Turris omnia not accessible

Hi,
during the day I found a a lot of entries in syslog like “…BTRFS warning (device mmcblk0p1)…”, and no wlan at home.
I switched off power and after waiting a few minutes I restarted the device. It took some reboots to to switch to the last known good configuration. Now the device is up, internet is working, lxc containers are available but I can not access the admin interface or access the router using ssh.
I want to avoid a factory reset because of some lxc images I would like to save and also some tricky configs that I do not want to use…
it looks that webserver and ssh are not running (using nmap from a lxc container), how to start them without ssh or what else should I do???
Any help is highly appreciated!!!
thanks,Thomas

You can always try rollback instead of factory reset. The latest state will be made into a snapshot, so you can return to it later or e.g. mount it somewhere and copy the containers out to a working config.

Hi,
thanks but the device is not accessible- so I have no chance of anything.
In the meantime the serial console arrived and showed that I have some serious problem with the emmcblk storage. Even factory reset is not successful at the moment.
what can I do using u-boot or rescue mode or boot something else with tftfp in order to provide some valid device for factory reset?
or is it just a hardware failure and I have to ask for replacement?
please help because I am lost.
thanks…

Not accessible over network? You can roll back just by pressing the button, BTW.

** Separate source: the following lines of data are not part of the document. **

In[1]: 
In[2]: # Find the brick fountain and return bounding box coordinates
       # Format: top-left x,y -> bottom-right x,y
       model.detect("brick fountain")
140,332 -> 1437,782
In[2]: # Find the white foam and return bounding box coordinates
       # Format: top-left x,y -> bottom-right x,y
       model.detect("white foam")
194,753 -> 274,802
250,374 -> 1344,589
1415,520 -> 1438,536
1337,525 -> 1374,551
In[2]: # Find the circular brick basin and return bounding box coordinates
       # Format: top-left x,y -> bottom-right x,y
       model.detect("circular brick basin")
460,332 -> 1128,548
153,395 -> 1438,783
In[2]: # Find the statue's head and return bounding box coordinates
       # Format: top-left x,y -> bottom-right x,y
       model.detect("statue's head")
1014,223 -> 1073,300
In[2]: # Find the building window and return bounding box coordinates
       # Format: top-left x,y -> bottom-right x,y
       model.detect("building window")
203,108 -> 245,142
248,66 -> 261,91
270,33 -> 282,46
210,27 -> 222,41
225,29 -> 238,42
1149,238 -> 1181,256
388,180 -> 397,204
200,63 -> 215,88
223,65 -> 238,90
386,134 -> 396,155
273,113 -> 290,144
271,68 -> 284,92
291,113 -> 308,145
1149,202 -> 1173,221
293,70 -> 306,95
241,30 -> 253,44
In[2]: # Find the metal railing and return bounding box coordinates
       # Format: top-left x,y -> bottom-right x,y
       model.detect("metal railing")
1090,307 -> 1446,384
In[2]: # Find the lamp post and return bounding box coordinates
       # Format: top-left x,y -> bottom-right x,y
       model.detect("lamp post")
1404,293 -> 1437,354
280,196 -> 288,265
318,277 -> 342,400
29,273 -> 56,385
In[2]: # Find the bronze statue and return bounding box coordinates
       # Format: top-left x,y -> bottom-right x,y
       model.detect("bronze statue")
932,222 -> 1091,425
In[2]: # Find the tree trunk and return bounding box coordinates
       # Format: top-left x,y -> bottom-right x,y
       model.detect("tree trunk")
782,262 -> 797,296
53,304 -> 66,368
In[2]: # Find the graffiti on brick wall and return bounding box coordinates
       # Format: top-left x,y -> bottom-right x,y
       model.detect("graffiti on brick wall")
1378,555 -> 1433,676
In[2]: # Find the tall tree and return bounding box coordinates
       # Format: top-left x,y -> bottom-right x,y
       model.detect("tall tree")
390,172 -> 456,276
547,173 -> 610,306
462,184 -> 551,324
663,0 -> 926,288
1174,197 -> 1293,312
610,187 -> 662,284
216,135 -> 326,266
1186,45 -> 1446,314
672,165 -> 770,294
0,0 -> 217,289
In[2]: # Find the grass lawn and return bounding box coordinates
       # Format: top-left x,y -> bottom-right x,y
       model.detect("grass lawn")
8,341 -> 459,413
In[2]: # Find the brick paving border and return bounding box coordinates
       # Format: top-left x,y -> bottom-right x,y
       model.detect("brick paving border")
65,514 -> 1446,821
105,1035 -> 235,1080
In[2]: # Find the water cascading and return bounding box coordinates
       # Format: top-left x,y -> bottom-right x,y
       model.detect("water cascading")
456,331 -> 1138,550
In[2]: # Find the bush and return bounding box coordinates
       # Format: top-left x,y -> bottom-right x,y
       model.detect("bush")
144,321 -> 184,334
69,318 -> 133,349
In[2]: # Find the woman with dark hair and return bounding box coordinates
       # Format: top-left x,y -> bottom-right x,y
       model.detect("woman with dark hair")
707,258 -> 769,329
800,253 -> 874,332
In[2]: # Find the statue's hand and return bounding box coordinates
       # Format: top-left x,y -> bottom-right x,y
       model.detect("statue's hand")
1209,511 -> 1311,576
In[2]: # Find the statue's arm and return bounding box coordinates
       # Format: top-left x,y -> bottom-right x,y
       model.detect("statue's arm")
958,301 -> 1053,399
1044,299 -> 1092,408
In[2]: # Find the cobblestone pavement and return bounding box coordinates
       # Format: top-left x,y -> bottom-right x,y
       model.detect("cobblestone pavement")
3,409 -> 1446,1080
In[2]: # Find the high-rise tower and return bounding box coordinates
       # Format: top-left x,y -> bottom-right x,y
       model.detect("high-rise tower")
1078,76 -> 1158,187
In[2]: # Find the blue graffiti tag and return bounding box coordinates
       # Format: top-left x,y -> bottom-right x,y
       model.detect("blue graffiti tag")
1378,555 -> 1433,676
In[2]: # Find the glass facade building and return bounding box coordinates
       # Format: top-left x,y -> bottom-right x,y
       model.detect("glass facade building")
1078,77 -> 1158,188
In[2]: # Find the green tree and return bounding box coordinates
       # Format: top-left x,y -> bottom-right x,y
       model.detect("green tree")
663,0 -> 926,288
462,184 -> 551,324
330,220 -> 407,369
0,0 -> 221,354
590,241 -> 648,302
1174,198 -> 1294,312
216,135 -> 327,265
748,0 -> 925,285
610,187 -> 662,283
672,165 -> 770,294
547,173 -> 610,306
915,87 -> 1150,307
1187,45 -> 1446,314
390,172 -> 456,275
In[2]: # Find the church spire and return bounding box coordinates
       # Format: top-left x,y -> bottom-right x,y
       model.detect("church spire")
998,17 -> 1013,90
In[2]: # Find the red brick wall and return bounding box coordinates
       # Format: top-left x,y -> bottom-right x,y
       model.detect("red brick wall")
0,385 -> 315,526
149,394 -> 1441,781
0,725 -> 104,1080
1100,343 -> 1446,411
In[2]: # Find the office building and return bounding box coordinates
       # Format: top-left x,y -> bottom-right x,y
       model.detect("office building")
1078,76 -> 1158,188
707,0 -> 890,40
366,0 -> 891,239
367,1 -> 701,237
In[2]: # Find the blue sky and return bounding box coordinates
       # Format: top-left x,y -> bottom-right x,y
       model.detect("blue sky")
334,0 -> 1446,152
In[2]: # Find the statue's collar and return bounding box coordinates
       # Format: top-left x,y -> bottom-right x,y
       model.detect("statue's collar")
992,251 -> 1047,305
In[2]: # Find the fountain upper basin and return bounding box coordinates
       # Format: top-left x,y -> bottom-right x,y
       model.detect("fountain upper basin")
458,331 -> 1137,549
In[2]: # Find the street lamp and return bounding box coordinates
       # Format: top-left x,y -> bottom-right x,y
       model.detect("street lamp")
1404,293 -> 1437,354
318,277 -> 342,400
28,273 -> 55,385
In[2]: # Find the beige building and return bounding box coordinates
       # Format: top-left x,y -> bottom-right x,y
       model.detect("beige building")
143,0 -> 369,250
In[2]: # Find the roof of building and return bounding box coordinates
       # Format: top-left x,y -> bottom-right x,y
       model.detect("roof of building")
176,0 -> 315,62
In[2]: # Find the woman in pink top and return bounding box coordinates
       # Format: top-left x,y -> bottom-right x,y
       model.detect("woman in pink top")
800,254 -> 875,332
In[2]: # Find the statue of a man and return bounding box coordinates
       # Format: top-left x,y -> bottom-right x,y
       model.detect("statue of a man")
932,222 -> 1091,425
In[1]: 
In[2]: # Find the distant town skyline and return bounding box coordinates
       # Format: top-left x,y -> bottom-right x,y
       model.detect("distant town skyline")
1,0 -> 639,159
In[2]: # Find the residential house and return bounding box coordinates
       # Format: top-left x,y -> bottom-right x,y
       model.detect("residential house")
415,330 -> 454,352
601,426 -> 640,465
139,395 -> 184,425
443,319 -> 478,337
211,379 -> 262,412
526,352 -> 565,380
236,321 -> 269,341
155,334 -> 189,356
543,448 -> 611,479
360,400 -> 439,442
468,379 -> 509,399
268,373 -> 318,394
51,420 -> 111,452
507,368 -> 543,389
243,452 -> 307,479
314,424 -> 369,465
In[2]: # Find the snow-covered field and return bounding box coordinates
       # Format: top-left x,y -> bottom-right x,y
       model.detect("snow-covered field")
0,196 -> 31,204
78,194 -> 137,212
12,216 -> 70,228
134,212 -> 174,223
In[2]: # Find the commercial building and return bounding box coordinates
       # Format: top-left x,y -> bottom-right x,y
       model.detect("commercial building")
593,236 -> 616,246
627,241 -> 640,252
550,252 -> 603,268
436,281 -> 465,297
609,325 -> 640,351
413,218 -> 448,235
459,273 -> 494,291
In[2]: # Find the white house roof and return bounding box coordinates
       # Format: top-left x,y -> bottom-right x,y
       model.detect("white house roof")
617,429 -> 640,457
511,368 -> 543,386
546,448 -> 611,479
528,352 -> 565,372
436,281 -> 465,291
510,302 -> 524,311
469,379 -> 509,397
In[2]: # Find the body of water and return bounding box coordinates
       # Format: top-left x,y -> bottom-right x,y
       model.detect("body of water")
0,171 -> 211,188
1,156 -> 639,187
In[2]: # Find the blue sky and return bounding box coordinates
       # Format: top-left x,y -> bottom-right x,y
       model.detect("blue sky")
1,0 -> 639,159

no, the device is currently offline, without power.
believe me, I tried to rollback to the latest snapshot but it was not working and I have no idea why.
in the meantime I found out that I do have problems with the internal storage. And I really need help to proceed!
thanks

OK, I didn’t understand “not accessible” as not being able to power-up.

to be exact I can power up. at least some leds are shining :slight_smile: but nothing else. just serial console is working and I guess I should do something to bring the internal storage back to work properly. maybe a special fdisk, format, mmc something magic command?

The lxc containers ran on the internal storage apparently? There are numerous advisories against doing so as it eventually could wear and tear the internal storage and maybe that just happened.

How did you reach the conclusion about the problems with the internal storage, any printout when accessing with the console?

No, lxc run on a seperate msata ssd. problems found on using medkit with serial console. the device can boot to rescue and does a lot until rebooting. Then the mmcblk0 device is unavailable for mounting. When I arrive at home in approx. 1hour I can try to send a log…
Thomas

The impression of lxc on the internal storage was caused by

A factory reset and/or flashing a new firmware image should/would not touch containers on the msata ssd.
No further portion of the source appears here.